The sudden retreat of the enemy inspired the people with joy as great as their consternation had been at the news of his unexpected advance. Had he pressed on, there is but little doubt that all the Stations would have fallen into his hands, for there were not men enough to spare from them to meet him in the field. The greatest difficulty would have been the carriage of the artillery. The unfortunate people who had fallen into the hands of the Indians at Ruddle’s Station, were obliged to accompany their captors on their rapid retreat, heavily laden with the plunder of their own dwellings. Some returned after peace was made, but too many, sinking under the fatigues of the journey, perished by the tomahawk.
Soon after the retreat of the enemy, General Clark, who was stationed at Fort Jefferson, called upon the Kentuckians to join him in an invasion of the Indian country. The reputation of Clark caused the call to be responded to with great readiness. A thousand men were collected, with whom Clark entered and devastated the enemy’s territory. The principal towns were burned and the fields laid waste. But one skirmish was fought, and that at the Indian village of Pickaway. The loss was the same on both sides, seventeen men being killed in each army. Some writers who have not the slightest objection to war, very gravely express doubts as to whether the expedient of destroying the crops of the Indians was justifiable. It is generally treated by these men as if it was a wanton display of a vindictive spirit, when in reality it was dictated by the soundest policy; for when the Indians’ harvests were destroyed, they were compelled to subsist their families altogether by hunting, and had no leisure for their murderous inroads upon the settlements. This result was plainly seen on this occasion, for it does not appear that the Indians attacked any of the settlements during the remainder of this year.

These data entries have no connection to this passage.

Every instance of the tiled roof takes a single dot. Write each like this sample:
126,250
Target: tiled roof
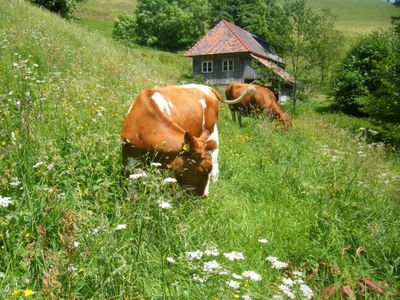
276,69
226,37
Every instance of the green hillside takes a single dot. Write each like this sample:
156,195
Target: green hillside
326,201
358,16
99,15
353,16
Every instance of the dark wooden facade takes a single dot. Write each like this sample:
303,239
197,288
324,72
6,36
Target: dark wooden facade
242,68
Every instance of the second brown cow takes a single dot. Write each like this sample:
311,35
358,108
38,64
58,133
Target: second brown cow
261,101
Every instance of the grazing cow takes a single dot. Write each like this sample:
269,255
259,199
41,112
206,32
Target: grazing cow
262,100
177,127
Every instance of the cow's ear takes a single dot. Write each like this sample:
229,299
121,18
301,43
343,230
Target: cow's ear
204,135
187,142
211,145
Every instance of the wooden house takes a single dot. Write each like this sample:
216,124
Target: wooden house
225,54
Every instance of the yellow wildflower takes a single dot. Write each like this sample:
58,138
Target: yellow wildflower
28,293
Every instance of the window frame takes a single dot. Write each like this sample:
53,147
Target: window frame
227,61
211,62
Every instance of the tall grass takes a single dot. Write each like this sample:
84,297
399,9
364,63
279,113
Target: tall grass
77,229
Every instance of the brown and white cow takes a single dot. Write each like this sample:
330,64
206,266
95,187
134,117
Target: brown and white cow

An adventure which occurred in the spring, but was passed over for the more important operations of the campaign, claims our attention, presenting as it does a picture of the varieties of this mode of warfare. We quote from McClung:
“Early in the spring of 1780 Mr. Alexander McConnel, of Lexington, Kentucky, went into the woods on foot to hunt deer. He soon killed a large buck, and returned home for a horse in order to bring it in. During his absence a party of five Indians, on one of their usual skulking expeditions, accidentally stumbled on the body of the deer, and perceiving that it had been recently killed, they naturally supposed that the hunter would speedily return to secure the flesh. Three of them, therefore, took their stations within close rifle-shot of the deer, while the other two followed the trail of the hunter, and waylaid the path by which he was expected to return. McConnel, expecting no danger, rode carelessly along the path, which the two scouts were watching, until he had come within view of the deer, when he was fired upon by the whole party, and his horse killed. While laboring to extricate himself from the dying animal, he was seized by his enemies, instantly overpowered, and borne off as a prisoner.